Just reading the word ‘neuroscience’ may make some marketers shake their heads and sigh. But before you stop scrolling, here are a few myths we want to dispel.

It’s way too expensive: not necessarily true. It can be when you add all the bells and whistles, but the cost depends on the project, how you use the findings and various other factors. Plus, if you’re thinking of the financial side of things, it’s arguably a bigger economic risk to produce creative that hasn’t been tested and refined for the right results.

It’s slow and time-consuming: our neuroscience experts from the Human Understanding Lab have turned around research in as little as a week. Brands want to run campaigns that tap into something fresh and current, and the extra insight, carefully gathered and applied, could be what makes your campaign stand out and succeed.

“It’s not relevant for my brand”. Nonsense. Let us tell you why.

How could neuroscience possibly help with creative?

The bottom line is that businesses only really value creativity, which leads to sales. There’s no such thing as ‘Ars Gratia Artis’ in the world of ROI. So, marketing teams have very clear goals.

The purpose of an email or a piece of web content may be to tempt someone to get in touch. Or take another look at whether they need your service. Or finally, submit an order. You want to spur an action each time. And all these actions are conscious and deliberate.

But the decision-making that drives them is not. A lot of buying behavior and brand engagement is underpinned by three factors: emotion, memorization and recognition.

Each of these informs the decision-making that some folks think is purely rational. Ask a customer why they chose your company or your product, and they’d talk about competitive pricing or the fact that your service has exactly the features they need.

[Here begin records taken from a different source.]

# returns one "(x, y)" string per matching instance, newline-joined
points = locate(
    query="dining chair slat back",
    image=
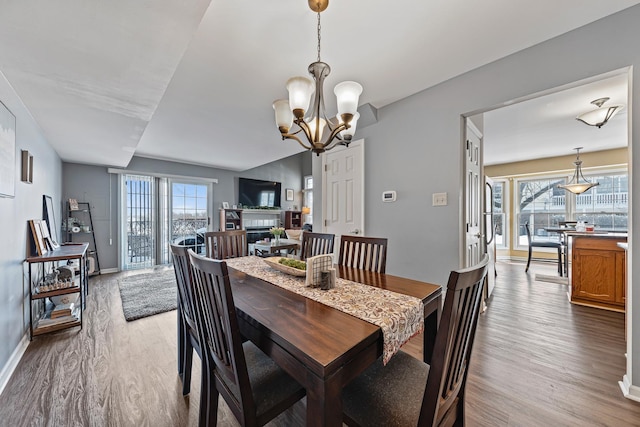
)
(396, 394)
(226, 244)
(253, 386)
(316, 244)
(187, 333)
(365, 253)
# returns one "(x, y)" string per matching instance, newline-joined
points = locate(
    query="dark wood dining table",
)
(321, 347)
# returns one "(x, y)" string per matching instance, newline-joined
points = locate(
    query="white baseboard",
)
(628, 390)
(12, 363)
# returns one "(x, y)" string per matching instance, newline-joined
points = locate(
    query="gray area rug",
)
(147, 294)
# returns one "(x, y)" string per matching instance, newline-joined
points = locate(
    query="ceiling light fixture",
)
(576, 186)
(601, 115)
(312, 122)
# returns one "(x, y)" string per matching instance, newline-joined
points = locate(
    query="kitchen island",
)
(598, 270)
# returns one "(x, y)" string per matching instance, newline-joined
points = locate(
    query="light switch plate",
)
(439, 199)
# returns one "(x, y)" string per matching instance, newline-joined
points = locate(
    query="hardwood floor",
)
(538, 361)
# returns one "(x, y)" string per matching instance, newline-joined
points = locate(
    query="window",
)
(606, 205)
(542, 204)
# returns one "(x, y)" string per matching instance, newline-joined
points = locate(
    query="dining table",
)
(323, 348)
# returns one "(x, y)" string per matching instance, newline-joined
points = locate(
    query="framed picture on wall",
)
(7, 152)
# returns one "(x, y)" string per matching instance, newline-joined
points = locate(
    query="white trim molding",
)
(13, 361)
(160, 175)
(630, 391)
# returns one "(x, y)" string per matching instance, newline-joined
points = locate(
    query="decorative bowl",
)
(64, 299)
(274, 262)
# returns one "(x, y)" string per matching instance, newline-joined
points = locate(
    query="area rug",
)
(147, 294)
(553, 279)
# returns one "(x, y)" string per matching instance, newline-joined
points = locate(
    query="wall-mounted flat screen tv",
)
(258, 193)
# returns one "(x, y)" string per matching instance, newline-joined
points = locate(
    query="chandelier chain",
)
(318, 36)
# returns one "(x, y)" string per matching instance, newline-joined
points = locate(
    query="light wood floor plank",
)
(538, 361)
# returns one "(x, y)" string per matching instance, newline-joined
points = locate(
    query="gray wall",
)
(416, 146)
(95, 185)
(14, 213)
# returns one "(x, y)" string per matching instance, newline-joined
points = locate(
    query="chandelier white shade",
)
(313, 122)
(578, 183)
(601, 115)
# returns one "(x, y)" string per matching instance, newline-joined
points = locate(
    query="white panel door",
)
(343, 190)
(473, 187)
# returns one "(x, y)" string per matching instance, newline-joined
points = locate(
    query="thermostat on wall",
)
(389, 196)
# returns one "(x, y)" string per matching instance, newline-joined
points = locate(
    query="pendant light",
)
(578, 183)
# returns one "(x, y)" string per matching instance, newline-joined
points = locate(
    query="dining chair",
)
(365, 253)
(565, 243)
(316, 244)
(254, 387)
(187, 334)
(226, 244)
(407, 391)
(542, 244)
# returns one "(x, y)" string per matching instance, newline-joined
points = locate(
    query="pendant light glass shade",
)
(578, 183)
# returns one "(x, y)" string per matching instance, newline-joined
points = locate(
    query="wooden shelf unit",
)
(230, 219)
(74, 251)
(292, 220)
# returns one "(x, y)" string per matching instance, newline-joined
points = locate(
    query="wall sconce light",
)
(27, 167)
(600, 116)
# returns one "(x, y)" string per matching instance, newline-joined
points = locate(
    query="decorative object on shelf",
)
(27, 167)
(312, 122)
(277, 232)
(36, 233)
(601, 115)
(7, 152)
(578, 183)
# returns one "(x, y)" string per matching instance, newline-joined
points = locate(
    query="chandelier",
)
(600, 115)
(576, 186)
(312, 124)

Those may be factors, but they were already primed to take action and make a decision in your favor. In other words, creative marketing works best when it can tap into our unconscious.

The natural next question: what do we measure to help whittle, hone and refine creative content?

Emotion x facial coding

Emotion is one of the three unconscious factors that affect decision-making. And it’s arguably the most important one for spurring action. Thankfully, our faces give away how we feel all the time, even when we’re trying to remain impassive, there are micro-expressions. That’s where facial coding comes in.

It’s good for assessing and fine-tuning the emotional impact of content as this emotional pattern reveals the potential effectiveness of the idea. And, we can pinpoint the moments when audiences feel certain emotions.

Emotional conviction x reaction time testing

As the mind processes incoming information, it builds and adds to webs of related memories and mental associations of meanings and feelings, signs, sounds, etc. So, everything we’ve experienced about a brand is sort of connected. And this impacts how we view, feel, think about, and relate to new information and content from that brand.

Reaction time testing gives us insight into the strength of these connections and associative networks that allow both recognition and memorization – two of our three unconscious, decision-influencing factors. We can assess if messages reach an audience – and how powerfully. It’s good for testing the believability, clarity and relevance of creative concepts. And reaction times can reveal the level of conviction that people have behind what they say in a survey.

Navigating to better conversion

In a world of bottom lines, neuroscientific techniques can give tangible insights – helping brand and marketing teams talk about business risks and get results.

If your senior management isn’t usually comfortable with marketing, neuro and behavioral science could give you the ammunition to convince them to be more creative.